Ocorre que essa mostra é apenas uma reunião de obras. Uma instituição séria, como deve ser um grande museu, não se presta a juntar peças sem que haja qualquer rigor, coerência ou sentido. Ora, não é preciso ser grande especialista para perceber imediatamente que, nessa mostra, nem todas as esculturas podem vir da mesma mão ou do mesmo ateliê.



Primeiro, pela diferença de qualidade entre elas. Algumas são sublimes e de atribuição segura, outras nem tanto.


Além disso, as diferenças estilísticas entre várias delas são gritantes. 


A curadoria percebeu perfeitamente a situação, buscando se safar com uma frase inserida em meio a longo texto de apresentação, que diz o seguinte; "A exposição reúne 37 esculturas devocionais cuja autoria foi atribuída ao Aleijadinho ou sua oficina por diferentes especialistas ou pela tradição em diferentes momentos." É uma pirueta que não resolve nada.


A questão da autoria das obras do Aleijadinho é espinhosa. Um oceano de incertezas, em que colecionadores e marchands tudo fazem para garantir a autenticidade das peças que possuem. Já houve exposições de "Aleijadinhos" em restaurantes mas também em instituições que deveriam ser sérias e que chegaram ao ponto de colocar uma urna para que o público votasse se as obras eram ou não do grande mestre! O que dá a medida de como as artes são tratadas neste Brasil de minhas tristezas. O catálogo daquele carnaval que foi a mostra Brazil Body & Soul, enviada ao Guggenheim de Nova Iorque em 2001 por um escroque que terminou na cadeia, chegou ao ponto de publicar que o Aleijadinho fora aluno de Rodrigo de Melo Franco de Andrade, um dos criadores do IPHAN em pleno século XX. Lembro essas tristes histórias apenas para situar o caos que parece constituir o corpus do grande escultor.


 Felizmente, existe um instrumento científico de primeira qualidade que é O Aleijadinho e sua oficina - Catálogo das esculturas devocionais, trabalho de fôlego, rigoroso e cuidado, realizado por Myriam Andrade Ribeiro de Oliveira, Olinto Rodrigues dos Santos Filho e Antonio Fernando Batista dos Santos. Foi publicado pela editora Capivara em 2002. 

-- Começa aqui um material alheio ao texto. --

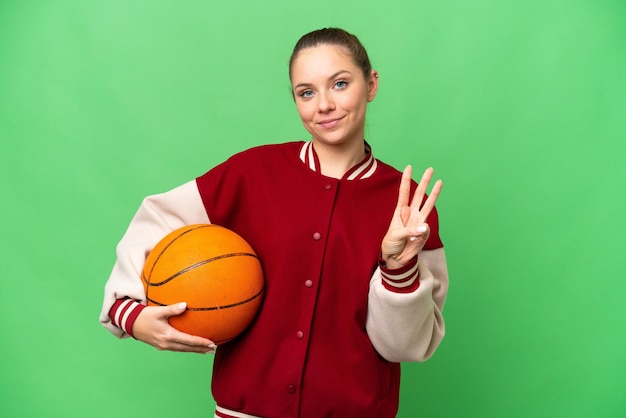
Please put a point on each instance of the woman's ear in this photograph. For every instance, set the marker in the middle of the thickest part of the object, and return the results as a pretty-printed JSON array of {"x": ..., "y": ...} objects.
[{"x": 372, "y": 86}]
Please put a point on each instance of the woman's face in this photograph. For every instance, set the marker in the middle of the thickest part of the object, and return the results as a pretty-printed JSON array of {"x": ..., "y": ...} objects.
[{"x": 331, "y": 94}]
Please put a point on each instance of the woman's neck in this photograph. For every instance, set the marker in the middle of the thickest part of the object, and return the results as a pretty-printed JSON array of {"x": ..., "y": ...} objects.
[{"x": 336, "y": 160}]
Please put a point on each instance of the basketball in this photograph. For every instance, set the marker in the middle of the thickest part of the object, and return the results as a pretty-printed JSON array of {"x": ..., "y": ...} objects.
[{"x": 215, "y": 271}]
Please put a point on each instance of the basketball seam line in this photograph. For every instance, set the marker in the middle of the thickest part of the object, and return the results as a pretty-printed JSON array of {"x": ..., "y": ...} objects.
[
  {"x": 216, "y": 308},
  {"x": 200, "y": 263}
]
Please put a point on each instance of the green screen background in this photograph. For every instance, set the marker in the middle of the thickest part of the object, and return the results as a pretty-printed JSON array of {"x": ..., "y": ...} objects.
[{"x": 519, "y": 106}]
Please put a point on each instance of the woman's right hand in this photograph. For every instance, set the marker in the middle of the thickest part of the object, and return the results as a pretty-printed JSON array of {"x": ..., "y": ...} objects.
[{"x": 152, "y": 327}]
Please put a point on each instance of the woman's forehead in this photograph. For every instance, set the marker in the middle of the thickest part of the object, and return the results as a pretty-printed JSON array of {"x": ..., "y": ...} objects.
[{"x": 321, "y": 61}]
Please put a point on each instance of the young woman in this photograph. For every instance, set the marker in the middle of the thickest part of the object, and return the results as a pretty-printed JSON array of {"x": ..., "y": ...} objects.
[{"x": 355, "y": 270}]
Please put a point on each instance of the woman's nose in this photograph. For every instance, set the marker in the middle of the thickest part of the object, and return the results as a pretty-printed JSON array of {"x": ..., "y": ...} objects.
[{"x": 326, "y": 102}]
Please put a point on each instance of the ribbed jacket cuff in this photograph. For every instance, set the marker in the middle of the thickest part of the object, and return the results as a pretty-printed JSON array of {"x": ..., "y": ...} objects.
[
  {"x": 123, "y": 314},
  {"x": 401, "y": 280}
]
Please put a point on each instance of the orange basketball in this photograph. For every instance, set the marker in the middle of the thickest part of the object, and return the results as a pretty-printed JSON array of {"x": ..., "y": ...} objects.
[{"x": 215, "y": 271}]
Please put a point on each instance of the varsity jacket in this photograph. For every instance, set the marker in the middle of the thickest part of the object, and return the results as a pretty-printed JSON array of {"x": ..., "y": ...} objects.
[{"x": 335, "y": 323}]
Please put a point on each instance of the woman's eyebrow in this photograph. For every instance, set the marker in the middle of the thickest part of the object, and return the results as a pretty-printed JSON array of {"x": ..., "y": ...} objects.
[{"x": 335, "y": 75}]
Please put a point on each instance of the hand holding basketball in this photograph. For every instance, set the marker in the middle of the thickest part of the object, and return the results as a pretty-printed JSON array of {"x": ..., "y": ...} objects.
[{"x": 152, "y": 327}]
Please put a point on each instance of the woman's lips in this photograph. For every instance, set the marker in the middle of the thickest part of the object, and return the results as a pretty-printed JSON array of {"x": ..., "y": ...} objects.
[{"x": 329, "y": 123}]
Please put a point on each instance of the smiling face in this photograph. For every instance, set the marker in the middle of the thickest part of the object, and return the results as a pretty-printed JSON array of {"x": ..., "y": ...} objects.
[{"x": 331, "y": 94}]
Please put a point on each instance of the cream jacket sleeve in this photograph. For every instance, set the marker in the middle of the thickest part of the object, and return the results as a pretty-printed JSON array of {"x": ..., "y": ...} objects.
[
  {"x": 157, "y": 216},
  {"x": 409, "y": 326}
]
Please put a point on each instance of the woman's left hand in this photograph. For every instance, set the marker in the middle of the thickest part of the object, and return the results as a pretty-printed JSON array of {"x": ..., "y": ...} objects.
[{"x": 408, "y": 230}]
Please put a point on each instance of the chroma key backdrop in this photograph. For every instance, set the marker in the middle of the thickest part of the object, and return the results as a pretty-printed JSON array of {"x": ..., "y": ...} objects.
[{"x": 519, "y": 106}]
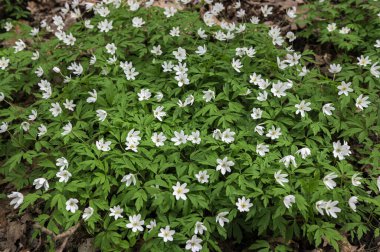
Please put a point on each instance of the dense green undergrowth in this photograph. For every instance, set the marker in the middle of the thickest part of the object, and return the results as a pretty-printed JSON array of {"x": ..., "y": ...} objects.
[{"x": 182, "y": 134}]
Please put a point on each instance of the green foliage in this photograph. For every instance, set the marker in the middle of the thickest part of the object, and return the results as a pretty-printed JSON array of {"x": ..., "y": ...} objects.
[{"x": 97, "y": 175}]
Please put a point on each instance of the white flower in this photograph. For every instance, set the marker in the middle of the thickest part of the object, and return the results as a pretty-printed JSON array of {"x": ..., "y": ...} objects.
[
  {"x": 344, "y": 88},
  {"x": 174, "y": 32},
  {"x": 261, "y": 149},
  {"x": 335, "y": 68},
  {"x": 331, "y": 27},
  {"x": 4, "y": 63},
  {"x": 208, "y": 95},
  {"x": 291, "y": 12},
  {"x": 375, "y": 70},
  {"x": 194, "y": 137},
  {"x": 156, "y": 50},
  {"x": 56, "y": 109},
  {"x": 77, "y": 69},
  {"x": 331, "y": 208},
  {"x": 116, "y": 212},
  {"x": 63, "y": 175},
  {"x": 33, "y": 116},
  {"x": 352, "y": 203},
  {"x": 71, "y": 205},
  {"x": 287, "y": 160},
  {"x": 289, "y": 200},
  {"x": 328, "y": 108},
  {"x": 254, "y": 20},
  {"x": 329, "y": 182},
  {"x": 17, "y": 199},
  {"x": 362, "y": 102},
  {"x": 224, "y": 165},
  {"x": 137, "y": 22},
  {"x": 105, "y": 26},
  {"x": 42, "y": 130},
  {"x": 274, "y": 133},
  {"x": 20, "y": 45},
  {"x": 221, "y": 219},
  {"x": 166, "y": 234},
  {"x": 202, "y": 177},
  {"x": 69, "y": 105},
  {"x": 167, "y": 66},
  {"x": 302, "y": 108},
  {"x": 62, "y": 163},
  {"x": 152, "y": 224},
  {"x": 88, "y": 25},
  {"x": 129, "y": 179},
  {"x": 170, "y": 11},
  {"x": 67, "y": 129},
  {"x": 281, "y": 177},
  {"x": 3, "y": 127},
  {"x": 305, "y": 152},
  {"x": 159, "y": 113},
  {"x": 320, "y": 206},
  {"x": 25, "y": 126},
  {"x": 340, "y": 150},
  {"x": 356, "y": 179},
  {"x": 158, "y": 139},
  {"x": 103, "y": 145},
  {"x": 101, "y": 114},
  {"x": 266, "y": 10},
  {"x": 194, "y": 244},
  {"x": 179, "y": 138},
  {"x": 135, "y": 223},
  {"x": 259, "y": 129},
  {"x": 111, "y": 48},
  {"x": 236, "y": 64},
  {"x": 199, "y": 228},
  {"x": 364, "y": 61},
  {"x": 228, "y": 136},
  {"x": 179, "y": 191},
  {"x": 41, "y": 182},
  {"x": 201, "y": 50},
  {"x": 243, "y": 204},
  {"x": 87, "y": 213},
  {"x": 93, "y": 96},
  {"x": 344, "y": 30}
]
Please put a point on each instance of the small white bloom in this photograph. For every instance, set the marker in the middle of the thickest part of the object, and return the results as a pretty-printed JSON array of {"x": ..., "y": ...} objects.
[
  {"x": 63, "y": 176},
  {"x": 72, "y": 205},
  {"x": 202, "y": 177},
  {"x": 135, "y": 223},
  {"x": 166, "y": 234},
  {"x": 87, "y": 213},
  {"x": 281, "y": 177},
  {"x": 129, "y": 179},
  {"x": 329, "y": 182},
  {"x": 41, "y": 182},
  {"x": 116, "y": 212}
]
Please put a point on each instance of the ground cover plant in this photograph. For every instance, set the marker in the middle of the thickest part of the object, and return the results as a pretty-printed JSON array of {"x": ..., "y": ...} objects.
[{"x": 164, "y": 130}]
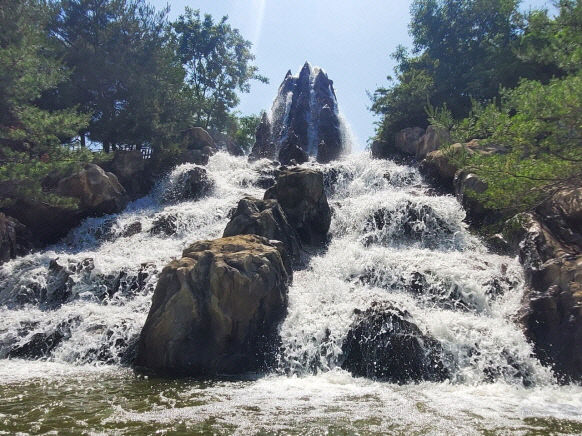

Ali, as análises são rigorosas, as atribuições cuidadas. E basta folhear as excelentes fotos desse catálogo para constatar aquilo que falta nas obras apresentadas pelo MASP: constância na altíssima qualidade e coerência estilística que obedece a uma clara evolução.
Um catálogo nunca é definitivo, e é possível acrescentar ou retirar obras por ele elencadas. Ou, pelo menos, discuti-las. A mostra do MASP não faz nada disso. Agrupa apenas e diz: são do Aleijadinho. 
Ok, com uma frase meio perdida que sussurra: segundo especialistas e tradições. 
Pior a emenda que o soneto. Porque o papel de uma instituição séria é de, justamente, propor debates atributivos em que cada peça venha examinada com cuidado.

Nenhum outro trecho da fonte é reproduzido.